A ce niveau de cours, l’action Porsche peut aussi être considérée comme chère.

Pas convaincus
Montée de Porsche dans le capital de Volkswagen, montée de Volkswagen dans le capital de Scania, possible opération sur MAN… le profil de Volkswagen évolue.
Mais ces opérations rencontrent-elles l’intérêt des actionnaires ?
Nous n’en sommes pas convaincus, pour plusieurs raisons.
· D’abord, Porsche, assoiffé de pouvoir et soucieux surtout de créer un « empire », est coutumier d’une politique de dividende peu généreuse : sur les deux derniers exercices, il n’a redistribué que 8 ou 9 % de son bénéfice (hors éléments non récurrents). Cette politique pourrait bien déteindre sur celle de Volkswagen, maintenant que Porsche en aura le contrôle. Nous tablons dès lors sur une distribution qui risque bien de plafonner à un niveau similaire à celui du dernier dividende, soit 18 % pour l’exercice 2008 (2,06 EUR brut) et aussi 18 % pour l’exercice 2009 (2,26 EUR brut).
· Le risque existe de voir les liquidités non redistribuées utilisées dans des investissements coûteux (la montée dans le capital de Scania, au prix fort, est déjà un exemple inquiétant).
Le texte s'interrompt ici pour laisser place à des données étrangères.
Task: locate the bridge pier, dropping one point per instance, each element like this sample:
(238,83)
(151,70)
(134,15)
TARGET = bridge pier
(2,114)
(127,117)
· Nous ne réduisons pas le niveau de risque de l’action (qui reste à 3), et ce malgré la prise de contrôle de Scania au détriment des actionnaires minoritaires, de l'incertitude concernant d’autres développements possibles et de la calamiteuse notation de Porsche dans notre classement de la gouvernance des entreprises en Europe.
· Si Porsche lance une nouvelle restructuration de Volkswagen, elle ne nous semble pas gagnée d’avance. Et quand bien même elle produirait des effets, ils sont selon nous en grande partie inclus dans le cours actuel.
· Nous nous montrons donc prudents dans nos estimations et prévoyons un bénéfice par action de 11,20 EUR en 2008 et de 12,60 EUR en 2009.

En dépit de son recul ces derniers mois, l’action Volkswagen VZ est chère. Nous vous conseillons de la vendre.
Pour un investissement dans le secteur, nous conseillons Renault (63,60 EUR) et BMW (32,14 EUR).